Su pensamiento era la antítesis de la rigidez estructuralista. La esencia de la realidad y la vida, para él, era movimiento, oposición de contrarios, tensión de fuerzas opuestas que a veces se anulan y a veces se combinan para dar una realidad nueva.
Lucha cultural revolucionaria
Manolo Ballestero mostró auténtica pasión por la lucha política comunista, a la que se mantuvo fiel hasta el final, arriesgándose en pasos de material clandestino por la frontera francesa o presentándose como candidato del PCE en Zamora en las primeras elecciones democráticas, por tomar solo un par de ejemplos de su actividad. Pero su lucha fue primordialmente cultural. La tarea militante que asumió no fue la acción práctica, por la que tuvo poca inclinación, sino construir cultura revolucionaria en el campo de la filosofía. Fue siempre categórico respecto al importante papel de la teoría en la lucha revolucionaria: “podemos rechazar las interpretaciones que ignoran o no valoran, ni lo suficiente ni de manera adecuada, la dimensión teórica del marxismo, su fundamento racional, y lo allanan, de manera a veces imperceptible, hasta reducirlo a ‘opción’ política voluntaria, confundiéndolo, luego, con un vulgar pragmatismo” (M 14-15). El pragmatismo sin horizonte teórico lleva a adaptarse a la injusticia existente. La realidad tiene un peso muerto que arrastra si uno no se aferra a un modelo alternativo de sociedad, para lo cual se requiere un diseño teórico. La supuesta eficacia del corto plazo resulta una falsa racionalidad: Ballestero reivindica el fundamento racional del pensamiento de Marx y su incardinación con la ciencia como base para cualquier política que apunte a la emancipación humana.
La individualidad humana
La inspiración dialéctica en Ballestero se expresó en numerosos desarrollos de su pensamiento. Abordó con valentía el tema de la individualidad humana, un tema olvidado en casi todas las tradiciones marxistas, que han puesto siempre el acento en los factores colectivos, estructurales o sistémicos de la realidad social, obviando el papel de la persona humana, la libertad y las interacciones entre individuo y sociedad. Dedicó la primera mitad de su obra Marx o la crítica como fundamento a dos autores clave para esta temática: Kierkegaard y Sartre; y lo hizo con una notable apertura de espíritu.

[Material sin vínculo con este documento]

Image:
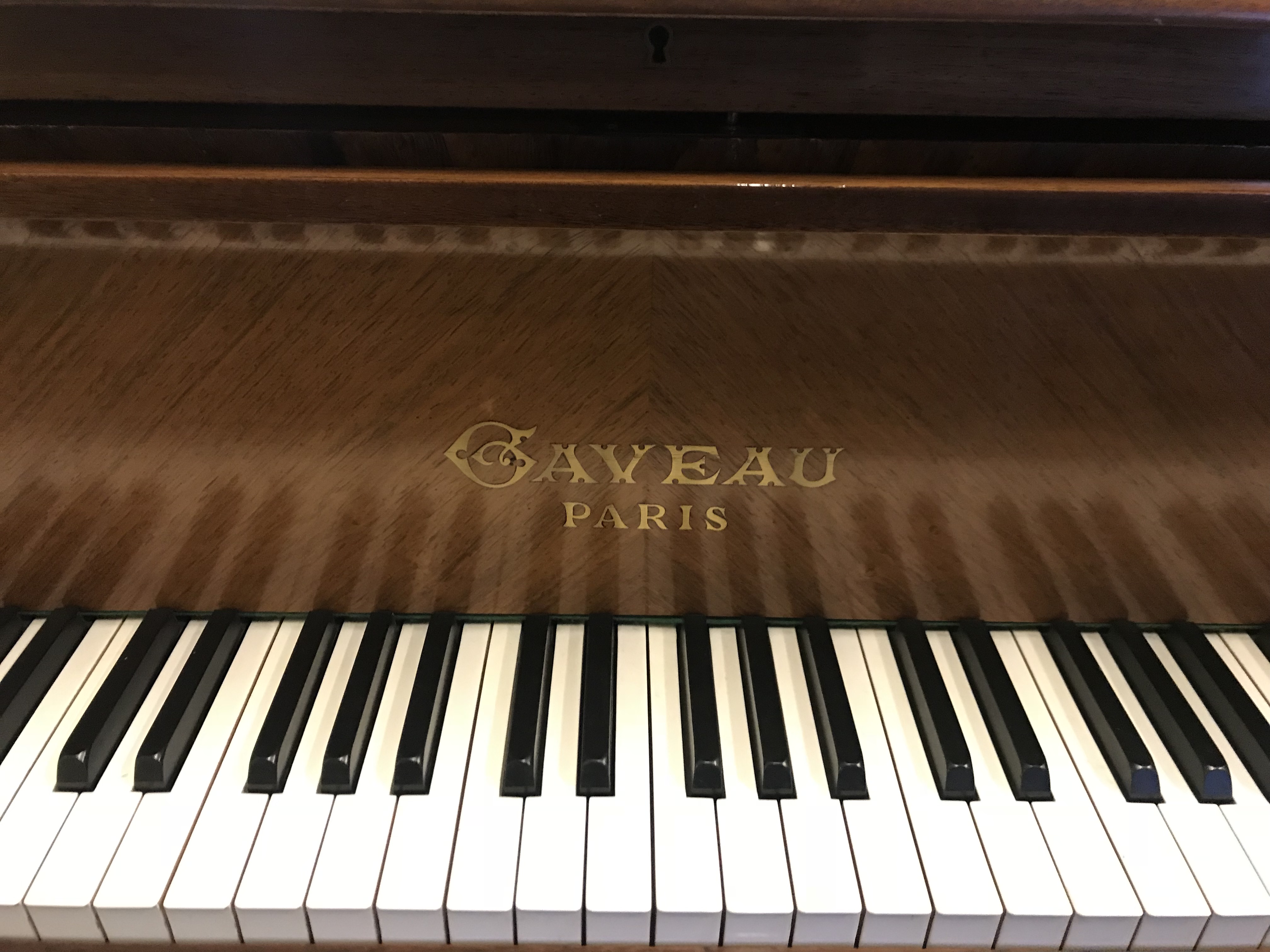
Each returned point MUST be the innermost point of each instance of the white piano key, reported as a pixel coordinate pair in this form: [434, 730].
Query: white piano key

Kierkegaard reaccionó vigorosamente contra la herencia de Hegel:
El hegelianismo había realizado un doble movimiento: la afirmación de lo colectivo como el todo que integra y soporta lo individual; [y] la comprensión de lo pseudoconcreto gracias a su inmersión en lo general, el universal concreto. Kierkegaard, cuando piensa lo individual como concreto, reacciona y se enfrenta con el pensamiento hegeliano en [esas] dos vertientes (M 55).

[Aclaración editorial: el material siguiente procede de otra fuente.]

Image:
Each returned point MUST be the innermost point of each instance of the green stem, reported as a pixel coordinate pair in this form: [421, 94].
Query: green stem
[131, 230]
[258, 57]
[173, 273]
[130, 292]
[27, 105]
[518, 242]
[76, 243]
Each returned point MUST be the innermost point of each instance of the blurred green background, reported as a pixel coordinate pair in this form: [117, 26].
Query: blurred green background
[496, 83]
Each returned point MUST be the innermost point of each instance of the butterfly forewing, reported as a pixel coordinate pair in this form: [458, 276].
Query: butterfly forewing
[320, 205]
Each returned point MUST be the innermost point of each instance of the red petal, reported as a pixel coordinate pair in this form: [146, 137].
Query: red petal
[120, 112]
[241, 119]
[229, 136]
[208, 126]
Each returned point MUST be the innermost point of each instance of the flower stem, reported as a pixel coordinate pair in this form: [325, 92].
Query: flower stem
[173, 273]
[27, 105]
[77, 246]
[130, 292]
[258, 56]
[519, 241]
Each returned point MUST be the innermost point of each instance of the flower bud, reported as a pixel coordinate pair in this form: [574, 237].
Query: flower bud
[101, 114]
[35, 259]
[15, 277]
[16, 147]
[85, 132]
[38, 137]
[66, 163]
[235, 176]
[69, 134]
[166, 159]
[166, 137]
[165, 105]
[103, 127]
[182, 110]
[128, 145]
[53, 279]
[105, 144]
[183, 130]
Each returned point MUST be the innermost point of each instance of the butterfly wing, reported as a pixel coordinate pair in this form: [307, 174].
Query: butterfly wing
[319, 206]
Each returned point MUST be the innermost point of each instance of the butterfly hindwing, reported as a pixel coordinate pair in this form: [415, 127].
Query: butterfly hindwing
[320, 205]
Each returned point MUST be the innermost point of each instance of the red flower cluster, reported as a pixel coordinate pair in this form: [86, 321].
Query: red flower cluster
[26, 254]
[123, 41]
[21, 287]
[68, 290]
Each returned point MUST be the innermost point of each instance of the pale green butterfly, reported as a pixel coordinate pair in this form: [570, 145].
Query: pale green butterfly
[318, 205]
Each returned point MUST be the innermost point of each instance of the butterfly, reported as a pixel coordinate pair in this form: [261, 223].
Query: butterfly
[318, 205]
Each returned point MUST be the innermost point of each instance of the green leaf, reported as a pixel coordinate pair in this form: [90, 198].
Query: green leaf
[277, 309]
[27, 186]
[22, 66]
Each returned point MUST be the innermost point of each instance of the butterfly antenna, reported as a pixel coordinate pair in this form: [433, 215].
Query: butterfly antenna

Parece, en efecto, dice Ballestero, como si esta intensidad subjetiva subrayada por el filósofo danés, “[que afirma] lo individual de forma exasperada, fuese incapaz de formularse más que como descripción de lo que ‘no es’ […]. Que el delirio de la nada acecha detrás de la noción del yo como síntesis de finito e infinito se hace patente apenas se examina su forma de existencia, ‘la desesperación’” (M 62-63).
Frente al sistema totalizante hegeliano, Kierkegaard reivindica al individuo. Ballestero valora la aportación del autor danés como aportación crítica a la sociedad de su tiempo por su nihilismo, alienación y destructividad del individuo. Pero se trata —dice— de una crítica incompleta. Sus impulsos críticos “los encontramos en Sartre profundizados, ensanchados” (M 83), y explícitamente asociados al marxismo que, para Sartre, era el horizonte filosófico insuperable de la época. El pensador existencialista francés hacía suyo este horizonte y filosofaba a partir, o dentro, de él. Y en este marco el existencialismo –sostenía Sartre— aportaba una elaboración del tema de la persona individual y su libertad ausente del corpus marxiano.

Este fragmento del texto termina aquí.